Passing exotic spice gardens, Pinnawela elephant orphanage, Mahaveli River, and the famous Peradeniya Botanical Gardens – Lord Mountbatten’s WWII headquarters, one is in Kandy. The last King, who recreated Kandy into a celestial city designed Maligawa’s parapet, Walakulu bemma as cloud-like walls. Diyareli bemma,the surrounding wall of Kandy Lake, Kiri-muhuda (milky-sea) is designed as a wave-swell. Kandy thus appears a city floating in the sky in the Lake’s reflection of Maligawa and Walakulu bemma
Experiences to Experience
A unique introduction to this celestial city is to cruise Mahaweli River early morning with a fabulous champagne breakfast from Mahaweli Reach Hotel.

Explore the town on foot. When feet tires and stomach growls head to Dalada Vidiya – a street lined with cafés and bakeries. Scribble your wit in The Pub’s graffiti walls. Re-define ‘heaven’ at Delight, a corner-shop with spoils for your sweet-tooth.  Hint: try alpe – a twisty, caramel stick found no where else. Share travel news with home at Koffeepot, the Internet café with real coffee and proper cakes. 

Stroll around the Lake then walk up the woody hill, where sensation and wonder awaits. Just above the international cricket grounds, Asgiriya is YMBA, where sensational Kandyan dancing, fire caressing and vibrating drum beating is to be experienced. Continue uphill to Arthur Seat and be rewarded to the city’s most panoramic view.

After golf at the world-class Victoria Golf Course, stop at History and savor history with flavor. Walls grace photos of Sri Lankans from 1860 – 1960, an overlooked period of life in Sri Lanka. Hors-d’oeuvres of historical facts is served with fantastic food. 

Add a bit of Kandy to your kitchen and join exciting hands-on culinary programs and cook one-on-one with the renowned chefs at Mahaweli Reach Hotel, Earls’ Regency and History.

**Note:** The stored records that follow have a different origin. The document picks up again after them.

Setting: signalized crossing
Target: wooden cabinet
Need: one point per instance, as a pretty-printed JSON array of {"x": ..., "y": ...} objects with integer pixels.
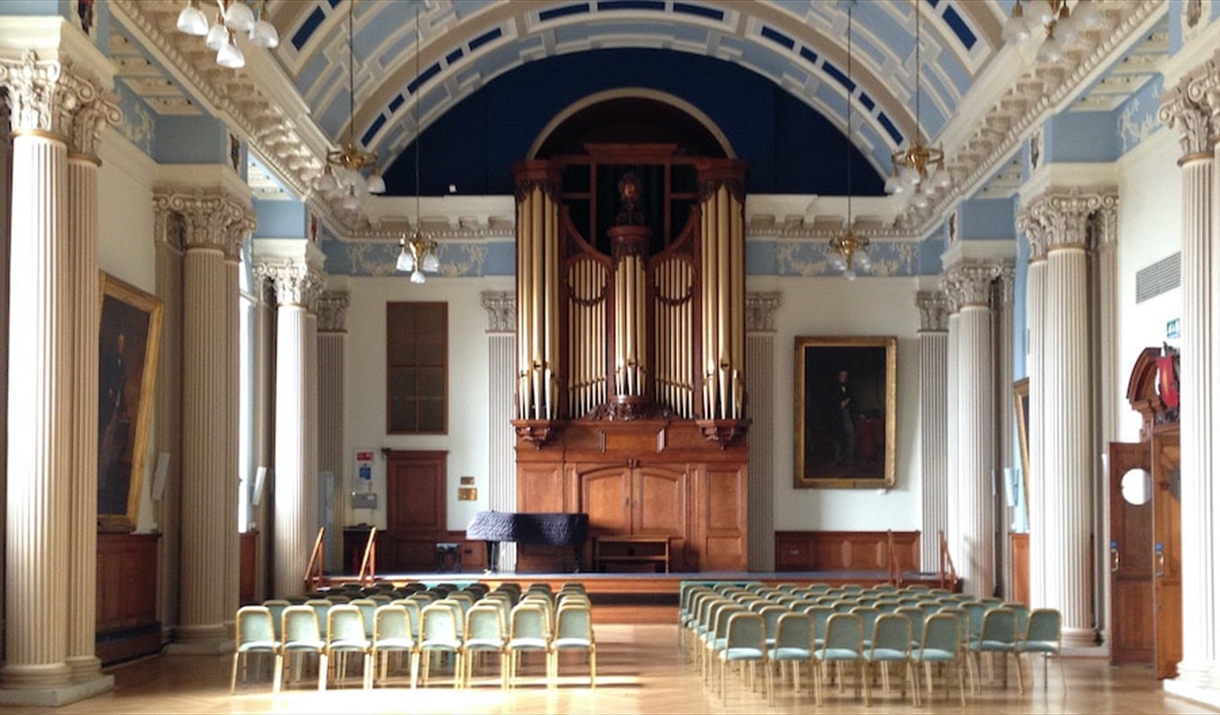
[
  {"x": 127, "y": 617},
  {"x": 643, "y": 480}
]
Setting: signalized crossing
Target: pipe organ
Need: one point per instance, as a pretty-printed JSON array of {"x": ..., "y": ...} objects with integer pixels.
[{"x": 631, "y": 306}]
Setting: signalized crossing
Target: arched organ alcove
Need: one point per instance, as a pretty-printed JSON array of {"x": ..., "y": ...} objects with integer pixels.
[{"x": 631, "y": 349}]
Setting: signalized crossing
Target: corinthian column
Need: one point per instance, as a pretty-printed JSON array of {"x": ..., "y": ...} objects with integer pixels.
[
  {"x": 50, "y": 104},
  {"x": 214, "y": 226},
  {"x": 1068, "y": 388},
  {"x": 297, "y": 282},
  {"x": 933, "y": 373},
  {"x": 1192, "y": 109},
  {"x": 969, "y": 282}
]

Exploring Kandy’s ancient temples and trekking Kandy’s mountain regions and exploring the natural rainforests are a must.
Significant Lifetime Indulgences
Patronize where Royalty patronizes. Swarna & Sons handcrafts exquisite silverware. The establishments’ intricately designed silverware made wedding gifts for both Queen Elizabeth and Prince Charles. These silverwares, fit to impress a princess, as the delighted Princess Diana’s note of appreciation proves are worthwhile investments for generations to come.

Combine fantasy with a dignified Kandyan wedding, which are ceremonial, without been tediously long or loud. Magul Gedera, experienced weddings organizers, carefully tailor-makes very personalized ceremonies that are steeped in ancient traditions – very different to a Las Vegas wedding!

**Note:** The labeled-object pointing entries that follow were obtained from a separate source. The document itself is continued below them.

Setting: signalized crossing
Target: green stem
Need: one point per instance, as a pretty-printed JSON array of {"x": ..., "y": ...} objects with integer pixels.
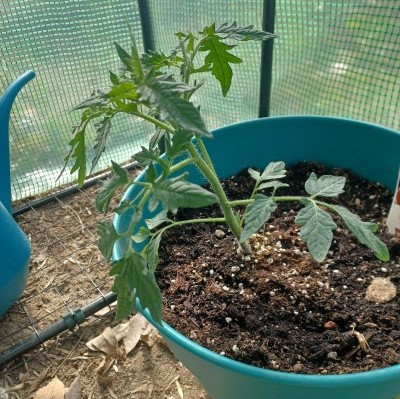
[
  {"x": 191, "y": 221},
  {"x": 205, "y": 154},
  {"x": 277, "y": 199}
]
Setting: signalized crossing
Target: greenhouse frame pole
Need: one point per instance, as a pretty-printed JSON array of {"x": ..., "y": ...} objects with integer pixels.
[
  {"x": 268, "y": 25},
  {"x": 145, "y": 21}
]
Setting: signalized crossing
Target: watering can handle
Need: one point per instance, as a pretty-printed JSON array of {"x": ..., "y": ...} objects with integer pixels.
[{"x": 6, "y": 102}]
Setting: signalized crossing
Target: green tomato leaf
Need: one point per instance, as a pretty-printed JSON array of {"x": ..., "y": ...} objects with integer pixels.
[
  {"x": 257, "y": 214},
  {"x": 108, "y": 237},
  {"x": 163, "y": 95},
  {"x": 103, "y": 128},
  {"x": 143, "y": 234},
  {"x": 242, "y": 33},
  {"x": 274, "y": 170},
  {"x": 134, "y": 279},
  {"x": 254, "y": 174},
  {"x": 145, "y": 157},
  {"x": 177, "y": 193},
  {"x": 157, "y": 60},
  {"x": 124, "y": 206},
  {"x": 78, "y": 151},
  {"x": 364, "y": 232},
  {"x": 316, "y": 230},
  {"x": 118, "y": 179},
  {"x": 124, "y": 90},
  {"x": 325, "y": 186},
  {"x": 274, "y": 184},
  {"x": 220, "y": 59}
]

Conclude the Kandy adventure via the Kurunagalla route and drive through rubber and mixed-crop estates. Stop at The Heritage Centre to watch batik in creation and a fantastic 30-dish lunch. If the rare privilege to chat charming Ena de Silva, the proprietor, arises consider your Kandy trip absolutely complete. The reminiscing of this vivacious 82-year lady, having lived way before Independence summarizes this celestial city with an intriguing dimension.